Why analog can create that impression

A few technical reasons may contribute:

1. No brick-wall filtering
Digital audio requires steep filters near the Nyquist frequency. These can subtly alter phase relationships in the upper treble.

Analog tape and vinyl roll off more gradually.

2. Harmonic behavior
Analog systems add very small amounts of low-order harmonic distortion, which the ear often interprets as richness or spaciousness.

3. Continuous waveform vs sampling
Even though high-resolution digital is extremely accurate, the reconstruction process can slightly alter micro-timing cues that help the brain locate space.
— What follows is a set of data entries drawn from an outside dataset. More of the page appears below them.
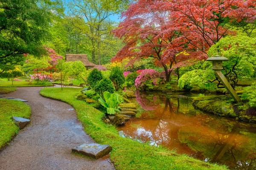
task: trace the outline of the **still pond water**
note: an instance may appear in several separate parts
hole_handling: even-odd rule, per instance
[[[137,92],[137,118],[118,127],[121,135],[230,169],[256,170],[256,125],[204,113],[181,95],[188,94]]]

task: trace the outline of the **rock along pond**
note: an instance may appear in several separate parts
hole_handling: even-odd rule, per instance
[[[137,117],[117,127],[120,135],[231,169],[255,169],[256,125],[204,113],[182,94],[136,92],[130,100]]]

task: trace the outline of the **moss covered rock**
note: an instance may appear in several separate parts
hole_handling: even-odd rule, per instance
[[[112,120],[112,123],[116,125],[125,125],[125,119],[124,116],[119,114],[117,114]]]
[[[90,104],[90,105],[97,109],[100,108],[102,106],[99,102],[93,103]]]
[[[208,113],[236,117],[237,115],[234,112],[232,101],[228,97],[209,96],[195,97],[192,104],[195,108]]]
[[[79,94],[76,97],[76,99],[79,100],[85,100],[88,97],[84,94]]]

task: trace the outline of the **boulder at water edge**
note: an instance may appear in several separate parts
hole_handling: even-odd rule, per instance
[[[72,151],[79,153],[98,159],[108,154],[112,150],[108,144],[101,145],[99,144],[84,144],[72,149]]]

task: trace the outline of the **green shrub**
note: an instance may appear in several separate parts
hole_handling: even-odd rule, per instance
[[[214,90],[216,89],[216,84],[209,81],[215,78],[214,71],[211,69],[194,70],[183,74],[179,79],[178,87],[190,91],[194,86],[201,89]]]
[[[102,72],[96,68],[94,68],[91,71],[87,79],[87,82],[90,85],[93,90],[95,90],[95,87],[98,82],[103,78]]]
[[[88,90],[84,91],[84,94],[89,98],[91,98],[93,96],[96,94],[95,91],[92,90]]]
[[[85,100],[87,98],[87,96],[84,94],[79,94],[76,97],[76,99],[79,100]]]
[[[138,74],[136,72],[128,74],[128,75],[127,75],[127,76],[126,76],[126,81],[132,81],[133,82],[133,84],[134,85],[135,82],[135,80],[137,78],[137,76]]]
[[[85,99],[85,102],[86,102],[87,103],[93,103],[96,102],[96,100],[91,99]]]
[[[119,95],[117,94],[110,93],[105,91],[103,94],[104,99],[101,97],[99,99],[100,104],[107,108],[107,113],[109,114],[114,114],[119,112],[120,108],[118,105],[121,103],[119,99]]]
[[[122,71],[118,67],[113,68],[109,79],[113,83],[116,91],[118,91],[122,87],[125,80]]]
[[[256,83],[253,83],[250,86],[244,88],[241,99],[248,101],[250,107],[256,108]]]
[[[90,104],[90,105],[96,109],[99,109],[102,107],[101,104],[99,102],[95,102]]]
[[[95,87],[95,91],[100,96],[103,98],[104,91],[108,91],[110,93],[113,93],[115,91],[115,89],[111,81],[109,79],[104,78]]]

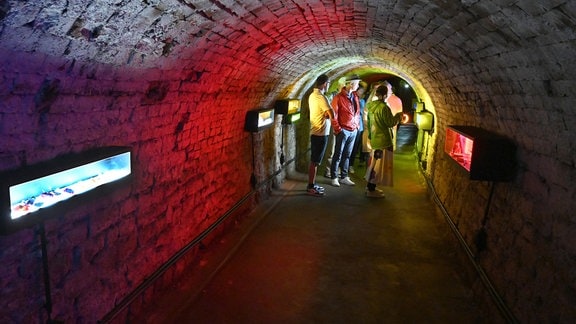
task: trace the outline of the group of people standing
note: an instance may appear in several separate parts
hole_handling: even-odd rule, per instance
[[[390,83],[373,86],[368,100],[365,88],[357,75],[348,77],[331,102],[326,97],[330,81],[326,74],[318,76],[308,98],[310,107],[311,158],[308,170],[307,193],[323,196],[324,188],[316,184],[318,166],[321,165],[330,133],[333,133],[333,151],[328,156],[331,185],[354,186],[349,172],[357,154],[367,160],[366,177],[368,197],[384,197],[376,185],[392,186],[392,163],[395,143],[394,128],[402,118],[402,102],[392,93]],[[394,113],[393,113],[394,111]],[[332,150],[332,147],[331,147]],[[369,152],[366,158],[364,153]]]

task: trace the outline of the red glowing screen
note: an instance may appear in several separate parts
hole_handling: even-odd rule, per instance
[[[451,128],[446,129],[444,152],[467,171],[470,171],[473,147],[474,140]]]

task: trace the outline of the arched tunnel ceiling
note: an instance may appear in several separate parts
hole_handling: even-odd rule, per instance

Your system is actually very capable of revealing this

Given what you’re running:

  • VPI Prime Signature 21

  • Shyla cartridge

  • Pass Labs XP-25

  • Sonus Faber Olympica Nova V

that setup is exactly the sort of system where people start talking about air, bloom, and dimensionality. You're hearing the strengths of analog done well.


One more thing

Your description is actually classic audiophile vocabulary. Reviewers use it constantly.

You’ll see phrases like:

  • “more air around the instruments”

  • “air and sparkle in the top octave”

  • “the hall ambience floated in the air”

Muddy Waters, blues singer. One of the best re-issue albums from MoFi, ever.